Trilobatin Protects Against Oxidative Injury in Neuronal PC12 Cells Through Regulating Mitochondrial ROS Homeostasis Mediated by AMPK/Nrf2/Sirt3 Signaling Pathway.

Abstract

Oxidative stress-induced neuronal cell damage is a crucial factor in the pathogenesis of mitochondria-associated neurological diseases. Therefore, elimination of overproduction of mitochondrial reactive oxygen species (mtROS) may be a potential strategy for prevention and treatment of neurological diseases. In the present study, the neuroprotective effects of trilobatin (TLB), a novel small molecule monomer derived from Lithocarpus polystachyus Rehd, and its underlying mechanisms were investigated in vitro using hydrogen peroxide (H2O2)-induced oxidative stress model in a neuron-like PC12 cell. The findings revealed that pre-treatment with TLB dramatically concentration-dependently suppressed H2O2-induced PC12 cells damage by enhancing cell viability, repressed reduction of mitochondrial membrane potential (MMP) and decreased mtROS overgeneration, thereby deferring cell apoptosis.
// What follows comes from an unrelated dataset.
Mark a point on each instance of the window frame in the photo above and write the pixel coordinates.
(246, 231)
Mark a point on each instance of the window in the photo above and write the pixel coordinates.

Further study demonstrated that TLB not only increased the enzymatic activities of glutathione peroxidase (GPx), isocitrate dehydrogenase 2 (IDH2),superoxide dismutase 2 (SOD2) and deacetylation of SOD2, but also activated silent mating-type information regulation 2 homolog 3 (Sirt3) within the mitochondria and thereby upregulating forkheadboxO3a (FoxO3a), which regulated mitochondrial DNA genes, then led to improving complex I activity and adenosine triphosphate (ATP) synthesis. What’s more, TLB up-regulated p-adenosine monophosphate-activated protein kinase (AMPK) level, the expression of peroxisome proliferator-activated receptor-gamma coactivator 1 alpha (PGC-1α), and ERRα. Intriguingly, TLB failed to mitigate H2O2-induced PC12 injury in the presence of the AMPK inhibitor (Compound C), indicating that the beneficial effects of TLB on the regulation of mtROS homeostasis were reliance on AMPK -Sirt3 signaling pathway. Moreover, TLB also facilitated nuclear factor erythroid 2-related factor 2 (Nrf2) and promoted antioxidant gene expression in turn, and knockdown of Nrf2 by siRNA dramatically reduced the neuroprotective effects of TLB. Notably, AMPK inhibitor abolished the activation of Nrf2 and Sirt3, whereas, knockdown of Nrf2 blocked the upregulation of Sirt3, but it did not affect p-AMPK level. In conclusion, our findings demonstrate that TLB protects against oxidative injury in neuronal PC12 cells through regulating mtROS homeostasis in the first time, which is, at least partly, mediated through the AMPK/Nrf2/Sirt3 signaling pathway.